Mil palabras
"Una imagen vale más que mil palabras". Acaso esta frase sea el único argumento que podría legitimar el asesinato por motivos de conciencia. ¿Quién pudo urdir majadería semejante? ¿Quién es responsable de la enajenación que padece el planeta debido a ese estúpido dicterio? Porque no hay engendro que retrate mejor nuestra práctica diaria. Acaso todo empezó con la fotografía, revolución conceptual que nos ha llevado a sustituir el universo de las ideas por una sucesión de imágenes difundidas en toda clase de soportes.
Alguien opinó una vez que un solo fotograma puede ser más poderoso que una argumentación. Desde entonces, el prestigio del lenguaje no hace más que decrecer. El lenguaje, que es el más grande de nuestros atributos, asoma hoy como un lastre o un contratiempo. Todo el que aspire a ahormar un discurso verbal de cierta sutileza se verá convertido en un personaje negativo, a saber: un redicho, un anticuado, un cínico o un petulante.
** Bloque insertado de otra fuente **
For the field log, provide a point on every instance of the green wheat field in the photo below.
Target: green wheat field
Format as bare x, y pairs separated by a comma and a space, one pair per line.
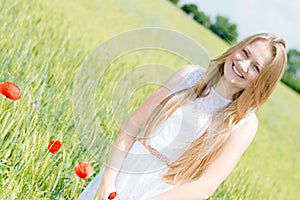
42, 45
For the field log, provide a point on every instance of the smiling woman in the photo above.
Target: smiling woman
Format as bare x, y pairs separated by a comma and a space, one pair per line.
198, 129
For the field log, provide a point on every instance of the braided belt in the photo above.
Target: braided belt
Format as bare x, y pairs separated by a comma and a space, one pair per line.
154, 152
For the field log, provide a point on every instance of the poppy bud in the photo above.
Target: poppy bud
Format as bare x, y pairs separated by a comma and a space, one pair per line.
10, 90
83, 170
54, 146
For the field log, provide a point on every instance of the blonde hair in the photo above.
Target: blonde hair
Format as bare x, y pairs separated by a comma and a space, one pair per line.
209, 145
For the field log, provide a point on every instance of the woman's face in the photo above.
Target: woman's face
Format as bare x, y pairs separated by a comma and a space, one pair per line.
244, 66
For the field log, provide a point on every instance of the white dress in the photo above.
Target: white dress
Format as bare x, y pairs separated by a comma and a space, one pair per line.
140, 176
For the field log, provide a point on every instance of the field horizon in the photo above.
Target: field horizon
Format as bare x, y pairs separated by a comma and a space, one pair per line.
44, 44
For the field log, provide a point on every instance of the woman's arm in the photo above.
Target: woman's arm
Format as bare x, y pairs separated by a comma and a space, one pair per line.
219, 169
131, 128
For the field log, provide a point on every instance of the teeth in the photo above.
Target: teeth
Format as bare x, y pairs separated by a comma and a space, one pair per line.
236, 71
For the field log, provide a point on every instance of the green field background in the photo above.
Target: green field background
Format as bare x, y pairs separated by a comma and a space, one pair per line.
42, 45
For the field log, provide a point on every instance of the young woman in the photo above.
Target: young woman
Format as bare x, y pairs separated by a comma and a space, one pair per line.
193, 132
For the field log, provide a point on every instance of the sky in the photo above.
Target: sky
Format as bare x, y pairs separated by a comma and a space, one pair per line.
279, 17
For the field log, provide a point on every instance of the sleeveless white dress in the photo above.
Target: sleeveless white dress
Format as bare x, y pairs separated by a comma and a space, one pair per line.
140, 175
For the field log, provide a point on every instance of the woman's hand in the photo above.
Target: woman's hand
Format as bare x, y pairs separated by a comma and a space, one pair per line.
105, 188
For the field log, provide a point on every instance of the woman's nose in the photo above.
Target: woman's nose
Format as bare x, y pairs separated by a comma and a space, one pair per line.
244, 64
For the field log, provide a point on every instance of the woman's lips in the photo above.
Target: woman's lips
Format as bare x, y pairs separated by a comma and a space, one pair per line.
237, 72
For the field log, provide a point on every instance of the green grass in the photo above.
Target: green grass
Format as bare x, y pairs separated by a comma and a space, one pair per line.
43, 43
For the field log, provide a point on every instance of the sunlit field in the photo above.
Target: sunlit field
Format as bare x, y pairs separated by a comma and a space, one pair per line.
44, 43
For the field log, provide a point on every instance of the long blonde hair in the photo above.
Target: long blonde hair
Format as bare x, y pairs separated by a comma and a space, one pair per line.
209, 145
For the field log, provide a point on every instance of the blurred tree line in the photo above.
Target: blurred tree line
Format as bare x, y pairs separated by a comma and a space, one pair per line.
222, 26
228, 32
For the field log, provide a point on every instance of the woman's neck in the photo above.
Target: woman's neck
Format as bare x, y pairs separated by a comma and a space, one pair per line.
224, 90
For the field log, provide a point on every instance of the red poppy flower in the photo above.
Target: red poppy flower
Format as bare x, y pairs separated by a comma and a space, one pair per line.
83, 170
112, 195
10, 90
54, 146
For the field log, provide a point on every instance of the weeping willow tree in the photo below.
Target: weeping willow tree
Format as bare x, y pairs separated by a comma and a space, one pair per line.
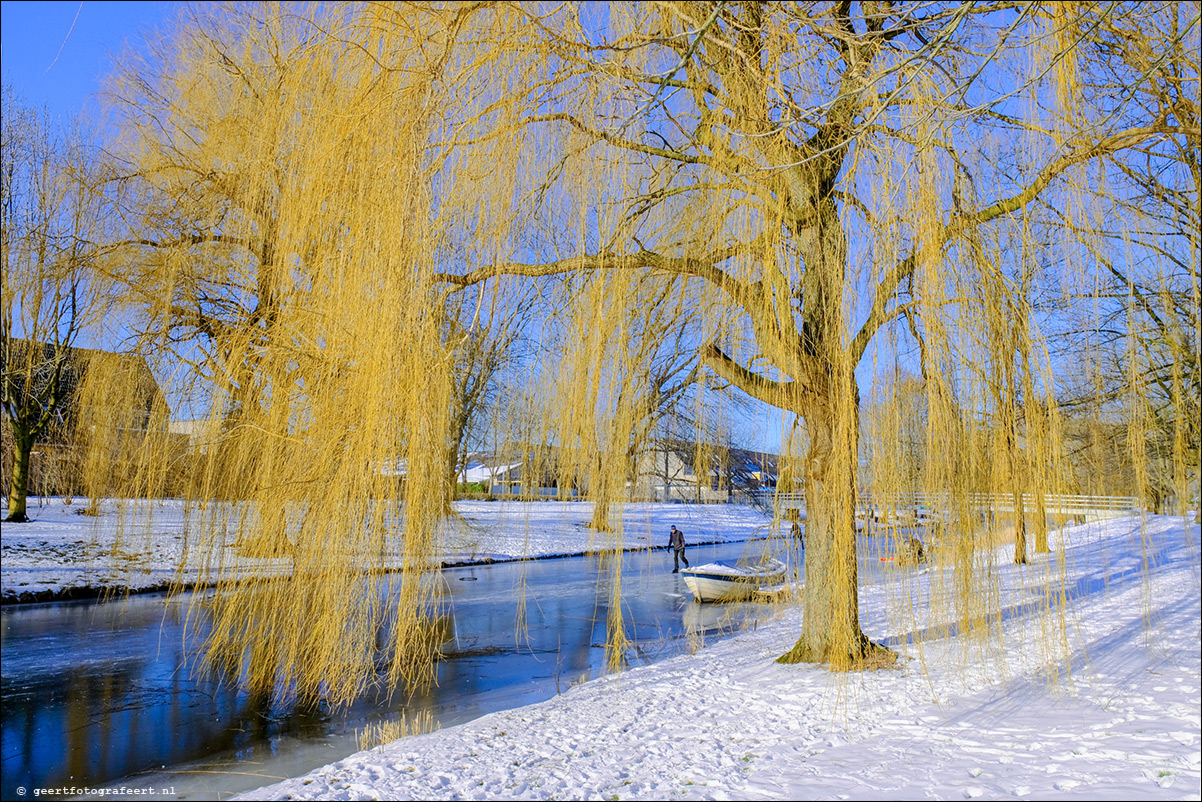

Frente a eso, aquel que se maneje con apenas cien palabras no parecerá tosco o elemental, sino que, muy al contrario, pasará por ser un ejemplar defensor de la sinceridad y la honradez. "Yo voy siempre de frente", es la frase habitual de los imbéciles que ignoran los exquisitos matices del lenguaje. Los jóvenes, por ejemplo, se manejan a ritmo de mensajes SMS, lo cual quiere decir que su registro anímico no es mucho más extenso que el de una lagartija: un pulgar sobre la pantalla del móvil no da precisamente para un enorme cromatismo emocional.
El desprestigio del lenguaje como herramienta alcanza, por supuesto, al mundo público. La relegación del discurso verbal es una de las lacras de nuestra democracia. Evidencia de ello es un Parlamento sin voz. Más allá de los portavoces, ¿alguien ha oído la voz de algún parlamentario? ¿Cómo se llaman? ¿Qué tal argumentan? ¿Cuál es su timbre de voz? Como decía la canción: ¿A qué dedican el tiempo libre? O, como preferiríamos nosotros: ¿A qué dedican el tiempo de trabajo? En una verdadera democracia sería inconcebible que los parlamentarios cobraran por no abrir la boca.
El desprestigio del lenguaje adquiere en el ámbito privado una dimensión aún más empobrecedora. Hoy nuestras biografías se resuelven en una recopilación de fotos, álbumes, cintas de vídeo y archivos Photoshop, pero esas imágenes se limitan a constatar el envejecimiento de nuestro organismo, el catálogo de nuestras reuniones o el itinerario de nuestros viajes turísticos. Casi todos desean dejar alguna fotografía de su paso por el mundo (y no llevados por ningún prurito de inmortalidad, sino pensando en sus familiares) pero casi nadie siente la necesidad de dejar a esos seres queridos alguna o algunas palabras. La mayoría de la gente entrega un rastro interminable de imágenes, pero asume con naturalidad que no deja tras de sí una sola frase, una sola idea, una sola expresión de rabia o de resignación, de alegría o de tristeza, de ánimo o reproche o despedida. Es algo que no entiendo y que nunca he entendido. Cada vez detesto más que me saquen fotos: las bodas a las que asisto, los viajes a la costa, las cenas con amigos, los natalicios. Nada hay en ello de memorable. Son una murga costumbrista. En las fotos todos hacemos las mismas e irremediables tonterías. O desistimos de hacerlas de igual modo
Hace algún tiempo mi hijo y yo visitamos la casa de un viejo y querido amigo. Sobre un lance concreto de aquella reunión mi amigo me envió recientemente un texto. En él narraba una secuencia cuyo protagonista principal era mi hijo. La narración estaba llena de delicadeza, pero la delicadeza la ponía, sin duda, la aguda visión del narrador, una delicadeza que se cernía sobre el niño como una sombra amable, como una presencia tutelar e inteligente. Se trata de un texto muy hermoso y debo custodiarlo para entregarlo un día a su protagonista. Sé que mi amigo me ha entregado, en un par de párrafos, un delicado testimonio, algo extraordinario en este mundo vilmente fotográfico. ¿Una imagen vale más que mil palabras? A veces basta un puñado de palabras para tumbar todo el minutaje de una cámara de vídeo.